We have $A=\mathbb{R^3}\backslash \left\{ (0,0,z):z\in \mathbb{R}\right\}$ and $\omega$ the differential form: $$\omega :=\left(\frac{4x^2+2zx}{x^2+y^2}+2A(x,y)\right)dx+\left(\frac{2y}{x^2+y^2}(2x+z)\right)dy+A(x,y)\,dz,$$ where $A\in C^1(\mathbb{R^2}\backslash(0,0); \mathbb{R})$
1) Find a function $A$ that makes the differential form exact.
2) Find all the primitives of $\omega$.
My idea was calculating $d\omega=0$ because $\omega$ is closed (necessary condition for exactness), and finding $A(x,y)$ who will depend on a costant $C$. And then, putting $\int_{\gamma}\omega=0$ in order to prove the exactness of $\omega$ for some curves $\gamma$.

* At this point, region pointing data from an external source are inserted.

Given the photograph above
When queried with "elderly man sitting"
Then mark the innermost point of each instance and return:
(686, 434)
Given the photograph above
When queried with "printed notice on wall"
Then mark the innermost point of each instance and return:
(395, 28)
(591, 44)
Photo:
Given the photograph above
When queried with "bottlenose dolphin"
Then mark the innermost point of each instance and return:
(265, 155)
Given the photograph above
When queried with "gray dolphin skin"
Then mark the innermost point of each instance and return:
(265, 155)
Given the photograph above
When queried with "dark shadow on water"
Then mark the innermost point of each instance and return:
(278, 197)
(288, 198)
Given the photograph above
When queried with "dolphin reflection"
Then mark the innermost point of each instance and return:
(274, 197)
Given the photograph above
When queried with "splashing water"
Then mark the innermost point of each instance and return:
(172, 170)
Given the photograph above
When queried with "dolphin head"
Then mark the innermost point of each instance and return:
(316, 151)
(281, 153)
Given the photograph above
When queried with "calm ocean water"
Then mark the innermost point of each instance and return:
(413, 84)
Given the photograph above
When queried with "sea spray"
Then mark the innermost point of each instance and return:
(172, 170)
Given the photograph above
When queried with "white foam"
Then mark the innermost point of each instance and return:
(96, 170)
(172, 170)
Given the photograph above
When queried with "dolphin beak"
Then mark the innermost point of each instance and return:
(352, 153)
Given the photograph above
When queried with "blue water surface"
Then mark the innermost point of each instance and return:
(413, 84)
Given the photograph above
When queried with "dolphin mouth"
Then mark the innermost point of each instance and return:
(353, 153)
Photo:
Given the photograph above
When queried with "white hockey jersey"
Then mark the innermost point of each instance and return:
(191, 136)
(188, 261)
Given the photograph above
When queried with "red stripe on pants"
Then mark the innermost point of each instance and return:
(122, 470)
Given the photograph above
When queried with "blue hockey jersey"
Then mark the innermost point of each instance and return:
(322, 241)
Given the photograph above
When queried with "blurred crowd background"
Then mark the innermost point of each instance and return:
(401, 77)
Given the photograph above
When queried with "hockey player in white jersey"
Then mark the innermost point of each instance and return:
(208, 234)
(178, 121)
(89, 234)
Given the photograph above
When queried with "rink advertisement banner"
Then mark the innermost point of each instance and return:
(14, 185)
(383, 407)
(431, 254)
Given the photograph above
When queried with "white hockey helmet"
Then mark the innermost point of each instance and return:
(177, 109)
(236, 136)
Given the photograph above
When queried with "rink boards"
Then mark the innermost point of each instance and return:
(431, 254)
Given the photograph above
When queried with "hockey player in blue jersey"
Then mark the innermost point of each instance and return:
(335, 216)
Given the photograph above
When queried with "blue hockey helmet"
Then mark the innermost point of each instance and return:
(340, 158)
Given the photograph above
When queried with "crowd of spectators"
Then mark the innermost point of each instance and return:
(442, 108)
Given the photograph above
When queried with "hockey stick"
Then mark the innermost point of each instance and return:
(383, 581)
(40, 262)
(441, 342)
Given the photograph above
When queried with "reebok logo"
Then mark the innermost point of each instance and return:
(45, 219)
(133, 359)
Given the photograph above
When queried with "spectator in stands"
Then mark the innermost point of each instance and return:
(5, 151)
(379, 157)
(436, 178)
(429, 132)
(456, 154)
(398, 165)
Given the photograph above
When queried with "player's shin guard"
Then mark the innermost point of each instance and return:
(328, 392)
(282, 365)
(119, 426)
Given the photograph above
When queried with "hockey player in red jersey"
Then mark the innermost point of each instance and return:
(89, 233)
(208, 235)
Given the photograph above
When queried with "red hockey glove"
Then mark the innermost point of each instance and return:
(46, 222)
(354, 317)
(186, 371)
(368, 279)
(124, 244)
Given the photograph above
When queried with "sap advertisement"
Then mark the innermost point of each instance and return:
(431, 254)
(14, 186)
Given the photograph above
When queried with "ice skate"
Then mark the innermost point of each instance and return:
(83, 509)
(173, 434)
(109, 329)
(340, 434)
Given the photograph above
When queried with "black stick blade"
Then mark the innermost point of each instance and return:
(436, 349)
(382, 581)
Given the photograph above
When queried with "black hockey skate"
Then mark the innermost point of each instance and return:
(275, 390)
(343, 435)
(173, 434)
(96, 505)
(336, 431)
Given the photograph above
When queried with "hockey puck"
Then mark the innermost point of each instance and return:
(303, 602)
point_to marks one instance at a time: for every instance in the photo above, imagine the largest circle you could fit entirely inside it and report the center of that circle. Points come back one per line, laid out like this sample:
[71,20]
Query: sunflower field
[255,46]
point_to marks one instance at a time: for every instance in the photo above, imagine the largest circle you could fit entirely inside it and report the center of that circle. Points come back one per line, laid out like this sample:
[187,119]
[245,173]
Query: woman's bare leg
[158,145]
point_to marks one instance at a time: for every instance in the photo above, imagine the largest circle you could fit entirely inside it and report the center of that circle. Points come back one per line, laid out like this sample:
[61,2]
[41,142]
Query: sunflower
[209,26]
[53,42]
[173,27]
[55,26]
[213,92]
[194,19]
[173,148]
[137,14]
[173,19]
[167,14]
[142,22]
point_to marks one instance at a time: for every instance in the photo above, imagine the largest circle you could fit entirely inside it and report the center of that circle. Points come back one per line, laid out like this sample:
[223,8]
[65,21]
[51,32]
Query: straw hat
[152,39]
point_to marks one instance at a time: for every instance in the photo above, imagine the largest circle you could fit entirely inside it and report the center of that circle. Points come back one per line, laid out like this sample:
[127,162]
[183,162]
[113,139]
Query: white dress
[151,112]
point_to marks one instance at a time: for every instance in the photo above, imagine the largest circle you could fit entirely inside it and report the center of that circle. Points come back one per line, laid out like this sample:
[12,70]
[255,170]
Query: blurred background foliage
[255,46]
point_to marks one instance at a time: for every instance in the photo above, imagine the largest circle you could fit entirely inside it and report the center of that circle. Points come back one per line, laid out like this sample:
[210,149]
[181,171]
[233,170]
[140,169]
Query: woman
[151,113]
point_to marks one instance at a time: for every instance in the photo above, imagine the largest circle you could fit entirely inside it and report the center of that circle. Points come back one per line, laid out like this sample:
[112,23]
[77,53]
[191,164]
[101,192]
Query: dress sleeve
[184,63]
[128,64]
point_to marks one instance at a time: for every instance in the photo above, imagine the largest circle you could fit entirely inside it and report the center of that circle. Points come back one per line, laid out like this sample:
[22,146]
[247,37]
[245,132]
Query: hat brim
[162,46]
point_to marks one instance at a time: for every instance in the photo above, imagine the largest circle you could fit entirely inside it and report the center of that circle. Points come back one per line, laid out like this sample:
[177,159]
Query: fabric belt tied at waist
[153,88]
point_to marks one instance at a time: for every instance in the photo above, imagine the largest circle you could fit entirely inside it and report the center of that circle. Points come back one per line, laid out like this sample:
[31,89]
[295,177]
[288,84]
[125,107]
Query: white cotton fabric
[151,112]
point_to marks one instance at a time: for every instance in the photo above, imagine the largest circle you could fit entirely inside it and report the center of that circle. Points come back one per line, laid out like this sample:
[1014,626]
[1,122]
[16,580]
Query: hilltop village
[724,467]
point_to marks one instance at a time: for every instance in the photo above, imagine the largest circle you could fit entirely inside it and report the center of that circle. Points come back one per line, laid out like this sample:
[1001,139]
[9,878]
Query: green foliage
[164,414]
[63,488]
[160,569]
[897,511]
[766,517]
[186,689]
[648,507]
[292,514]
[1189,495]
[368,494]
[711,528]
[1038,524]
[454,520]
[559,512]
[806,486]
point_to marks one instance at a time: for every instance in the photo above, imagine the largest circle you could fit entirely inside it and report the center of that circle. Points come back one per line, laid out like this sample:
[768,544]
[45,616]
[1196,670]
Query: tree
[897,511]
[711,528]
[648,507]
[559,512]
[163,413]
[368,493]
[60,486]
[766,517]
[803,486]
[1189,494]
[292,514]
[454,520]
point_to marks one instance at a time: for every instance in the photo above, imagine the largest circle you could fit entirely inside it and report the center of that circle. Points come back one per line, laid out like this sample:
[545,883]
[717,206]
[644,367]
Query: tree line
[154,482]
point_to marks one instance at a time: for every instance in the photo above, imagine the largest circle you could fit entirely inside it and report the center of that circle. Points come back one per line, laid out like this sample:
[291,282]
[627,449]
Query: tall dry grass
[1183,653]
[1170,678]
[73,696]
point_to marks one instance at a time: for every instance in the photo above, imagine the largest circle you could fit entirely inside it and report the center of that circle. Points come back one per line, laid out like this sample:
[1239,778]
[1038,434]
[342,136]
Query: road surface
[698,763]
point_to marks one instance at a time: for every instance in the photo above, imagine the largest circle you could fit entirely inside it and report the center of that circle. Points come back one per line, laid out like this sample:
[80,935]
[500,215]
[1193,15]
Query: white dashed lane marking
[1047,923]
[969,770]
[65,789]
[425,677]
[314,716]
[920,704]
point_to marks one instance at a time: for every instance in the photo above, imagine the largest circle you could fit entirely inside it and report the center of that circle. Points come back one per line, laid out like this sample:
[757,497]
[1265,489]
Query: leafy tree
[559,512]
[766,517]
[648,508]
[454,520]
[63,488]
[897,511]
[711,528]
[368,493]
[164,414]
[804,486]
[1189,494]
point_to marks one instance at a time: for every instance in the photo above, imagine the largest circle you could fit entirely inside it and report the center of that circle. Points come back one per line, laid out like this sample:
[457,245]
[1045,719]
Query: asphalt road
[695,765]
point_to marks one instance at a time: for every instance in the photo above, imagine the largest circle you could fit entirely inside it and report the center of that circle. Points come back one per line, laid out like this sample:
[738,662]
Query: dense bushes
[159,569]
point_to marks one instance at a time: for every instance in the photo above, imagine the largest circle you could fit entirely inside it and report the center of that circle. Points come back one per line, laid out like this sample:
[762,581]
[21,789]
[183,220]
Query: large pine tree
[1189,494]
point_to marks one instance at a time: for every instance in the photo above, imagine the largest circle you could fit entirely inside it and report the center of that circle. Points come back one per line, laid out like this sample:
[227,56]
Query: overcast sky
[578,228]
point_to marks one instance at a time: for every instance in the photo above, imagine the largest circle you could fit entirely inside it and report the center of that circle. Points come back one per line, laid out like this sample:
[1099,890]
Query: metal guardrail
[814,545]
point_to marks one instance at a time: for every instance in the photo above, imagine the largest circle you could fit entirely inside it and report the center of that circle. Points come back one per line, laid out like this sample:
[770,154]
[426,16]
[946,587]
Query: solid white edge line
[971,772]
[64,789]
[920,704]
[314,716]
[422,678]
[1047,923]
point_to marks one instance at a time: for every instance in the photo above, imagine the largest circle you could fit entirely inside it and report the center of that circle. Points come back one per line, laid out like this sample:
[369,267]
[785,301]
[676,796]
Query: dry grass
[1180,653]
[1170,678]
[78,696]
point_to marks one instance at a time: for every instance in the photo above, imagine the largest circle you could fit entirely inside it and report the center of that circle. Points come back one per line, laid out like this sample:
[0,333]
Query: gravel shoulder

Say that $f$ is a primitive of $\omega$, i.e. $\omega=df$. Since $A(x,y)$ is independent of $z$, we can find it by considering the pullback of $\omega$ to the $xy$-plane:
\begin{align} \omega|_{z=0}&=\left(\frac{4x^{2}}{x^{2}+y^{2}}+2A(x,y)\right)dx+\left(\frac{4xy}{x^{2}+y^{2}}\right)dy\\ &=\frac{\partial f}{\partial x}(x,y,0)dx+\frac{\partial f}{\partial y}(x,y,0)dy. \end{align} So we get $$ \frac{\partial f}{\partial y}(x,y,0)=\frac{4xy}{x^{2}+y^{2}}=\frac{\partial}{\partial y}\left(2x\ln(x^{2}+y^{2})\right). $$ So a good guess would be $$ f(x,y,0)=2x\ln(x^{2}+y^{2}). $$ Then \begin{align} \frac{\partial f}{\partial x}(x,y,0)&=\frac{4x^{2}}{x^{2}+y^{2}}+2\ln(x^{2}+y^{2})\\ &=\frac{4x^{2}}{x^{2}+y^{2}}+2A(x,y). \end{align} This makes us set $$ A(x,y)=\ln(x^{2}+y^{2}). $$ Now check that this guess for $A(x,y)$ works: $$ \omega=\left(\frac{4x^{2}+2zx}{x^{2}+y^{2}}+2\ln(x^{2}+y^{2})\right)dx + \left(\frac{2y}{x^{2}+y^{2}}(2x+z)\right)dy+\ln(x^{2}+y^{2})dz $$ is indeed exact with primitive $$ f=(2x+z)\ln(x^{2}+y^{2}). $$ So all primitives are of the form $$ (2x+z)\ln(x^{2}+y^{2})+C $$ for some constant $C$.